The foundation of the test is to place a mirror at an angle in front of the chest, to create the visual illusion that the body is symmetrical. If one then pretends to do the same movements simultaneously with both hands, the brain in many cases can be convinced that it is in contact with an amputated hand, for example.

Geng developed the test in collaboration with Dr Martin Kraus and Master’s students Bartal Henriksen and Ronni Nedergaard Nielsen from Medialogy at Aalborg University.

“The mirror therapy has some limitations because you have to physically sit down in front of a mirror, do the same movement in a confined space with both hands at the same time and keep your eyes on the mirror. The illusion can easily be broken,” Geng explains, in the release. “With virtual reality there is a much better chance of creating a convincing alternative reality.”

In the new method, the patients put on VR goggles and a glove. At the same time, small electrodes are placed on the residual limb. Then, by stimulating the stump with tiny electrical impulses, the sensation of the phantom hand can be recreated.

The amputee then plays a number of different VR games that involve doing the same thing with both hands, such as grabbing a pole that has to be twisted into different shapes or pushing different virtual buttons.

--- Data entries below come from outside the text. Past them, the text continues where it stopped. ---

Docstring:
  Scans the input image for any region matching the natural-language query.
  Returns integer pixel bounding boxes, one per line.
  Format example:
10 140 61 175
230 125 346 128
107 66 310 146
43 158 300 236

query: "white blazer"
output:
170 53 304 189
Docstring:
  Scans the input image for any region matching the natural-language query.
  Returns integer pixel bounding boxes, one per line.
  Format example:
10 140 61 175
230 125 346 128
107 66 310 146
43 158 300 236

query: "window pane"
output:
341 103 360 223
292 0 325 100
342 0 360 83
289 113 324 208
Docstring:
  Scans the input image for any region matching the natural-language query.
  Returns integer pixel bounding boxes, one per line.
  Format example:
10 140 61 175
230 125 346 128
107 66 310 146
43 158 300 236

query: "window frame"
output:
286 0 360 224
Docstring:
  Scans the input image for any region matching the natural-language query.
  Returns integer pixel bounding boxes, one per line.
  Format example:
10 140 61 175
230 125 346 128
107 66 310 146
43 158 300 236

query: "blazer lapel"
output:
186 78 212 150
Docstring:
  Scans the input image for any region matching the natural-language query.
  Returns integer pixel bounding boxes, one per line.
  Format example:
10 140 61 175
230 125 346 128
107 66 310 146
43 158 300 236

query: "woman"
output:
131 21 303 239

“Even though a person who has had a hand amputated can no longer see it, in many cases he or she can still feel it. This sensory conflict may be interpreted by the brain as pain. With this new method we try to overcome that conflict by providing an artificial visual and tactile feedback and in that way suppress the pain,” Geng adds, in the release.

The researchers note that their virtual reality test only works with upper body amputees, but students at Aalborg University are developing a version for people who have had a foot or leg amputated.